Firman-Nya: wa kadzaalika a’tsarnaa ‘alaiHim (“Dan demikian pula Kami mempertemukan [manusia] dengan mereka.”) Maksudnya, sebagaimana Kami telah menidurkan mereka, maka Kami juga membangunkan mereka seperti keadaan mereka semula, di mana mereka Kami perlihatkan kepada orang-orang yang hidup pada zaman itu.
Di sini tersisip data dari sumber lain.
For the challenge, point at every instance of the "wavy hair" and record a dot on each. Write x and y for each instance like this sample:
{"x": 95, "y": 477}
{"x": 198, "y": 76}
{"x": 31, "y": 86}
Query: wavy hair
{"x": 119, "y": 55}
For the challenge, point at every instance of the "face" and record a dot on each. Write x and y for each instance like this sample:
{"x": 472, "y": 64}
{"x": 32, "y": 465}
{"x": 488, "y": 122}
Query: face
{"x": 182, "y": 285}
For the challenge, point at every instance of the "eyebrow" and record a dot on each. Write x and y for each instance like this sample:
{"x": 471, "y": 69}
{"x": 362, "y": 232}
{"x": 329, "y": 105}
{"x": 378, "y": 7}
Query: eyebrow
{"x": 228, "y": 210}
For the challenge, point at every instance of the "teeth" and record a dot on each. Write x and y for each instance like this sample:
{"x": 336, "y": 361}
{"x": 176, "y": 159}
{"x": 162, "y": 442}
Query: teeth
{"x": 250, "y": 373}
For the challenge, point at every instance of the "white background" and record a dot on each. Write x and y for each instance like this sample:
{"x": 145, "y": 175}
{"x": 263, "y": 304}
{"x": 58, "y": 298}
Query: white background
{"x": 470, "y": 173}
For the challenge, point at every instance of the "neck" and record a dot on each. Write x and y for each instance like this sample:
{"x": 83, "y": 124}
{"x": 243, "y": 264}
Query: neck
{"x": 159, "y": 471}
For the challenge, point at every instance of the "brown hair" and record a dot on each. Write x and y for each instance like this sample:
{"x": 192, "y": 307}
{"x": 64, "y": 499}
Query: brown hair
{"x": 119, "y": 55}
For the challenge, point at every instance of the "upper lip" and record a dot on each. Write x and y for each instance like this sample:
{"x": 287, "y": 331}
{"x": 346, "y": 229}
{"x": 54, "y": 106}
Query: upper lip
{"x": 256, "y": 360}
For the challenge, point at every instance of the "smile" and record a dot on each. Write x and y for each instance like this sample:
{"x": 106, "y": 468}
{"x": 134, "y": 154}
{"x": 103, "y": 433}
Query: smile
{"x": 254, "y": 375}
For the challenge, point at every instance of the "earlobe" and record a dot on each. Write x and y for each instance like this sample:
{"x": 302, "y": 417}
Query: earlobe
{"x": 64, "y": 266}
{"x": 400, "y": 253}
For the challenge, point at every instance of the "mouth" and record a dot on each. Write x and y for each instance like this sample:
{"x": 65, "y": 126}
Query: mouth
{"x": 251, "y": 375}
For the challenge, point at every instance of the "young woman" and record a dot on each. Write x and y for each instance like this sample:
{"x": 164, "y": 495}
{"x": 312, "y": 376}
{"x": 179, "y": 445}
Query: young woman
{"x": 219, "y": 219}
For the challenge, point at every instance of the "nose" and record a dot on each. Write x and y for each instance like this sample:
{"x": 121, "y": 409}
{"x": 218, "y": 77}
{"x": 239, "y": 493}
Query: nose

liya’lamuu anna wa’dallaaHi haqquw wa annas saa’ata laa raiba fiiHaa idz yatanaaza’uuna bainaHum amraHum (“Agar manusia itu mengetahui bahwa janji Allah itu benar, dan bahwa kedatangan hari Kiamat itu tidak ada keraguan padanya. Ketika orang-orang itu berselisih tentang urusan mereka.”) Yakni, dalam masalah hari Kiamat. Ada di antara mereka yang mempercayai keberadaannya dan ada pula yang mengingkarinya. Maka Allah Ta’ala menjadikan peristiwa yang dialami oleh Ash-haabul Kahfi yang mereka saksikan itu sebagai hujjah yang memperkuat orang-orang yang mengimani dan sebagai hujjah untuk mengalahkan orang-orang yang mengngingkarinya.

Faqaalubnuu ‘alaiHim bun-yaanan. rabbuHum a’lamu biHim (“Orang-orang itu berkata, ‘Dirikanlah sebuah bangunan di atas [gua] mereka, Rabb mereka lebih mengetahui tentang mereka.’”) Maksudnya, tutuplah pintu gua mereka itu dan tinggalkan mereka dalam keadaan seperti itu. Qaalal ladziina ghalabuu ‘alaa amriHim lanat takhidanna ‘alaiHim masjidan (“Orang-orang yang berkuasa atas urusan mereka berkata: ‘Sesungguhnya kami akan mendirikan sebuah rumah peribadatan di atasnya.’”) Mengenai orang-orang yang mengungkapkan hal tersebut, Ibnu Jarir mengisahkan dua pendapat: Pertama, mereka adalah orang-orang Islam di antara mereka. Kedua, orang-orang musyrik di antara mereka. Wallahu a’lam.